When used as a *term of art*, it denotes a specific strand of the Christian tradition associated with a movement that began in 19th century Pietism combined with Romanticism and pioneered by Schliermacher. Protestant liberalism emerged in Germany, was supported by Schleiermacher’s theological program, benefited from the rise of Darwinian thought, was impacted by the analysis of Marx, and proceeded to find a continuing role for Christianity by significantly reinterpreting the traditional doctrines. Wherever liberalism was practiced traditional Christian beliefs were either abandoned outright, or reinterpreted to fit the Zeitgeist. One of the hallmarks of "liberalism" is that it typically positions itself as mediator between what it deems two unacceptable alternatives: traditionalism/fundamentalism on the one hand and the complete rejection of Christianity on the other. McGrath suggests that the term “liberal” may be best interpreted as applying to “A theologian in the tradition of Schleiermacher and Tillich, concerned with the reconstruction of belief in response to contemporary culture." 

When worn as a *badge of honor*, it often denotes those who are affiliated with rapidly shrinking mainline schools attempting to justify their continuing existence by cruising on the fumes of the renown of bygone luminaries. "The personality and character of XYZ Divinity School grows out of its rich heritage" to the progressive liberal tradition, simultaneously grounded in the the tradition of Christianity combined with a forward leaning commitment to a holistic Gospel of social justice. One such school cites every major theologian, pastor, and social activist associated with the SIX schools that kept merging to form its current instantiation who taught the Social Gospel, pioneered the application of historical criticism, or was an early adopter of evolution. Now they have merged themselves into a school with only 7 full time faculty. If they keep puffing their collective chests about their rich liberal heritage, perhaps they will merge themselves into non-existence.

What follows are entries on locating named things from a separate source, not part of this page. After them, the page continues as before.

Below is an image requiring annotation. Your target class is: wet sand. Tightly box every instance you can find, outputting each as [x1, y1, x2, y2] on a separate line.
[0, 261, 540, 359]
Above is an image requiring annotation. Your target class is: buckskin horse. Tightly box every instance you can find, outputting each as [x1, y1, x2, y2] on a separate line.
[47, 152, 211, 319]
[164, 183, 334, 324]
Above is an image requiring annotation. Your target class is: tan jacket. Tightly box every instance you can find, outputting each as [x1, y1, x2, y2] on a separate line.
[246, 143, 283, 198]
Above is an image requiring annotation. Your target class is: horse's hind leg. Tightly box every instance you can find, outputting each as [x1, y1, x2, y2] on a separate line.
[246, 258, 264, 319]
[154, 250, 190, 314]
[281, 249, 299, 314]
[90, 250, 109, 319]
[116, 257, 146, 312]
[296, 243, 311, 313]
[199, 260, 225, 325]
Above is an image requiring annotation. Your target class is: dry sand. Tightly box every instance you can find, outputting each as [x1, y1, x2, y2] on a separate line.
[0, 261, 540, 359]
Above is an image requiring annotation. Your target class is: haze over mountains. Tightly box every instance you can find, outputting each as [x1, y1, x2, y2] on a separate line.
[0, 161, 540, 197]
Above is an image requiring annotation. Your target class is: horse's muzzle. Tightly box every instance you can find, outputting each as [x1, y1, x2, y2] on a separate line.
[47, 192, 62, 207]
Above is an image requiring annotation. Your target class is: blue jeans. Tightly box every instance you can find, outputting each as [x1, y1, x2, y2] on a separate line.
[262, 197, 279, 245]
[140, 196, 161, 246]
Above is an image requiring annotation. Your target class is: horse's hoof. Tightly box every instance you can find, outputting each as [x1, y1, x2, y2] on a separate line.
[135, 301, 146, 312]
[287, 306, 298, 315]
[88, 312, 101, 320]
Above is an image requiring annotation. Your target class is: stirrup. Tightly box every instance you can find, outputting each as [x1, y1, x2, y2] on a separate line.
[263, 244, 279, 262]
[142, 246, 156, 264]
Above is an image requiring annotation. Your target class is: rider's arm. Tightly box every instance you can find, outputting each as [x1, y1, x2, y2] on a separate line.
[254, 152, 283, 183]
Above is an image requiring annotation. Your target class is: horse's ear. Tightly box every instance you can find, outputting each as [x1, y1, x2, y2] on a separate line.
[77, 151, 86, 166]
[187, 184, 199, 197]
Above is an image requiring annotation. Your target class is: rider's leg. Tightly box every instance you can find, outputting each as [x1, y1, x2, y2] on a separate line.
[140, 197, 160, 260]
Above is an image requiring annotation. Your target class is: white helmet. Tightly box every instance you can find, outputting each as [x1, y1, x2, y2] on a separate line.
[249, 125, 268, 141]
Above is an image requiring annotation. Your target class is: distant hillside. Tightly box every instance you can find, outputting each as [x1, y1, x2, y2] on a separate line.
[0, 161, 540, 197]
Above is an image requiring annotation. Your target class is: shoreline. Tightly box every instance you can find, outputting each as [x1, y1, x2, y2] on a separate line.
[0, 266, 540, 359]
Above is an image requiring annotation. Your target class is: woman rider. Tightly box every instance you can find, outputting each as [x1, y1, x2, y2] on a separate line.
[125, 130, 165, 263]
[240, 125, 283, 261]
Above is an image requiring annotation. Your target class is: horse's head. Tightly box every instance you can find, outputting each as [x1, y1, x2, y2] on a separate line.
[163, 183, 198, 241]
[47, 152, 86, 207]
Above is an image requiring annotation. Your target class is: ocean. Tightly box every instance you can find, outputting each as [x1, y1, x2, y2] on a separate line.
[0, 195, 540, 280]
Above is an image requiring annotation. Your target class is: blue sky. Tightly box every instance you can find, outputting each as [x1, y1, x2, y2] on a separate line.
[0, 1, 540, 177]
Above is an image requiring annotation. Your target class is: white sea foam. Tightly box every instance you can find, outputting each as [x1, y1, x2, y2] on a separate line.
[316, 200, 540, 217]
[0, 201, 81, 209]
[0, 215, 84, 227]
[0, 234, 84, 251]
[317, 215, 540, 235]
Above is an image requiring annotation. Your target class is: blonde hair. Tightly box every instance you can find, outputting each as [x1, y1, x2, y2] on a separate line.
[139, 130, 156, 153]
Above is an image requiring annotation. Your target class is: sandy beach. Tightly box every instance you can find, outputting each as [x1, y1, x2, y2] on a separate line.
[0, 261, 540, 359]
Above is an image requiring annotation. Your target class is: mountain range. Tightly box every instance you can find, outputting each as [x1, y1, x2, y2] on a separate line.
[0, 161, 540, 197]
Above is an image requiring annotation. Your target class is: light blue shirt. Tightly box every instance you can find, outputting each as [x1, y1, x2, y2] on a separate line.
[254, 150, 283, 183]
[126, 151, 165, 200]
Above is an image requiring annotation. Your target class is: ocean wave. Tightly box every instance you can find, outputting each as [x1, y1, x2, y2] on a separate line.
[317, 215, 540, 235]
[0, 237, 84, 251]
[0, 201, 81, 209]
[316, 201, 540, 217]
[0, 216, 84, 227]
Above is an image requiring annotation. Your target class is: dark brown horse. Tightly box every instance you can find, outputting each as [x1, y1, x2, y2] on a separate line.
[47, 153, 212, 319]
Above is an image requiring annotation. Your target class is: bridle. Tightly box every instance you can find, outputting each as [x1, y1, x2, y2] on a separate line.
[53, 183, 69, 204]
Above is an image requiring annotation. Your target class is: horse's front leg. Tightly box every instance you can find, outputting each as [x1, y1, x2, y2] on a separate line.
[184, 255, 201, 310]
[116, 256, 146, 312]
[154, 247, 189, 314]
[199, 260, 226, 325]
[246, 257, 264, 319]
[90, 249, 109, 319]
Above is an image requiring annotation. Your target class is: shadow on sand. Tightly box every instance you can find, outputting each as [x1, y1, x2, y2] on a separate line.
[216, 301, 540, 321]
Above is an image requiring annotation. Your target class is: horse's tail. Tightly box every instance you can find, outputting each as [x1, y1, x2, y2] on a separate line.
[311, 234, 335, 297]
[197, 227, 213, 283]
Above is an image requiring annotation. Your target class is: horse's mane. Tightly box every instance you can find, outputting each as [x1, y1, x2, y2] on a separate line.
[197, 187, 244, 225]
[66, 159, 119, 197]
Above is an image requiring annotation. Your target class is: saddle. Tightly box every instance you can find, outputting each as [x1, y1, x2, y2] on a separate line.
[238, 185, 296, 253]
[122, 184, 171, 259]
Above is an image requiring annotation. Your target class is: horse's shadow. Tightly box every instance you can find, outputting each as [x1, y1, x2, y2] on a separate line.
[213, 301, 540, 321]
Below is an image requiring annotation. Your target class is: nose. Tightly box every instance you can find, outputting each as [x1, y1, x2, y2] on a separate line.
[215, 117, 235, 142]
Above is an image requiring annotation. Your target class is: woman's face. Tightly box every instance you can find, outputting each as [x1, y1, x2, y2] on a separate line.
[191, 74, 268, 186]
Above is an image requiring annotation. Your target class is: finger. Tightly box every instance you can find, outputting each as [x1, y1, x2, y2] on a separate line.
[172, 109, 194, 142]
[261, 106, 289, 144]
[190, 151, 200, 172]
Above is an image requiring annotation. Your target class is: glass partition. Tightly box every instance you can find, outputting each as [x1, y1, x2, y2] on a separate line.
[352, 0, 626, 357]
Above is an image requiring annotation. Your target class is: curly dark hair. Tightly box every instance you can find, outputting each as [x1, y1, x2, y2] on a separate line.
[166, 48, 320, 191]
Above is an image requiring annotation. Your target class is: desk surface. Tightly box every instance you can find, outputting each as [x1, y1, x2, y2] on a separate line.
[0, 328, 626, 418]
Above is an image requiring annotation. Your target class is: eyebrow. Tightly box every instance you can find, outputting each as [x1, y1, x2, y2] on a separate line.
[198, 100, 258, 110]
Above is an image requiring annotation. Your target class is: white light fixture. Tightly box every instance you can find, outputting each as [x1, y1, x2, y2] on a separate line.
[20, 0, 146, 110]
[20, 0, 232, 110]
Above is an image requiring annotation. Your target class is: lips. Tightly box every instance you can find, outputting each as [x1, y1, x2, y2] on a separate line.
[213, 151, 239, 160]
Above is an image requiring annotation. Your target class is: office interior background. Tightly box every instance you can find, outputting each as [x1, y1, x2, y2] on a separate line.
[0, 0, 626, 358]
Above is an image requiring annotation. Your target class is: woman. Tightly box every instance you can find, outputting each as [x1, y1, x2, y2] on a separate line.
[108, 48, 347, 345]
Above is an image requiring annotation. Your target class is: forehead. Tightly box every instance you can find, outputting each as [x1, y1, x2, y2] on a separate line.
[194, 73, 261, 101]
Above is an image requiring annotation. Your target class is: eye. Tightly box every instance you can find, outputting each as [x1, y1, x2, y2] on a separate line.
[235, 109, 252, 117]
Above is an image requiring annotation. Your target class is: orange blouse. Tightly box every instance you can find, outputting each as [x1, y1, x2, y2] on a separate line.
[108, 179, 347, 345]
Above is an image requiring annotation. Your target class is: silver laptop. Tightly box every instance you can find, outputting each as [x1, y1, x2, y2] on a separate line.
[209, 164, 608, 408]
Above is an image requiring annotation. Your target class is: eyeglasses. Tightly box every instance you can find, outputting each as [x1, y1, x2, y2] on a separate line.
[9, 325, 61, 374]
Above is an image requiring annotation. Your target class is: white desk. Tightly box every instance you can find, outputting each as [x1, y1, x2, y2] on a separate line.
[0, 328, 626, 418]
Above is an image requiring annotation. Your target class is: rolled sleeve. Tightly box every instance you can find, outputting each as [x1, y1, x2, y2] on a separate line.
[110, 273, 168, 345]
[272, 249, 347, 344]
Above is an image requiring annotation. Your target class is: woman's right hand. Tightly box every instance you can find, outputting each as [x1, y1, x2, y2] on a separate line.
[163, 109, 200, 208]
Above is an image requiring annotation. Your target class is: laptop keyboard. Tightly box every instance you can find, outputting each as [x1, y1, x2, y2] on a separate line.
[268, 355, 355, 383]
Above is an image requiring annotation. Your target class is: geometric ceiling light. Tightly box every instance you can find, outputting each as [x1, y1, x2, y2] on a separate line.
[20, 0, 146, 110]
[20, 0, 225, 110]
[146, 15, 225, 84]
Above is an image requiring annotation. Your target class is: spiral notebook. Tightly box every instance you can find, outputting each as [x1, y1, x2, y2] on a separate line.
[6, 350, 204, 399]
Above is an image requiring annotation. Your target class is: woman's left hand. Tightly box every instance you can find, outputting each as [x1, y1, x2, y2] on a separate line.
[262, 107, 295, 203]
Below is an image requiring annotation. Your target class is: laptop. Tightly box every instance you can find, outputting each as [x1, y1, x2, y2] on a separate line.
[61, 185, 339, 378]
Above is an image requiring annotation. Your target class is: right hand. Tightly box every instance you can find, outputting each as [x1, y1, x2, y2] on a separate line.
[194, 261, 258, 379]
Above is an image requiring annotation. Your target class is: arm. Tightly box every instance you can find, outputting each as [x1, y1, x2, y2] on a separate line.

When used as an *epithet*, it denotes *anybody to the left of you*. If you go to a fundamentalist school, evangelicals are liberals. If you go to a conservative "evangelical" place, then the "progressive" evangelicals are liberals. If you go to my alma mater in Pasadena, then the term is eschewed as a slur that stops the (seemingly) most important task in the world: critical engagement and bridge building to those who are in non-evangelical mainline traditions, and any variety of non-Christian religions. That is why you will hear people seriously say that Dallas Theological Seminary (a progressive dispensational flagship of the dispensational movement) has "gone liberal," Erskine has "gone liberal" (I only "know" this from things said on the PB by people who did not go there), TEDS has "gone liberal," etc. 

As in much of life, *where you stand has a lot to do with where you sit*. Liberalism is in the eye of the beholder. If the person uses the term historically, they are probably a nerd or professional historical theologian (or both?). If they use it as a badge of honor, they are probably part of a rapidly shrinking mainline denomination. And, if they are using it to denote other conservatives slightly to the left of themselves, they may have an overdeveloped interest in internecine warfare and a perverse taste for eating their own young.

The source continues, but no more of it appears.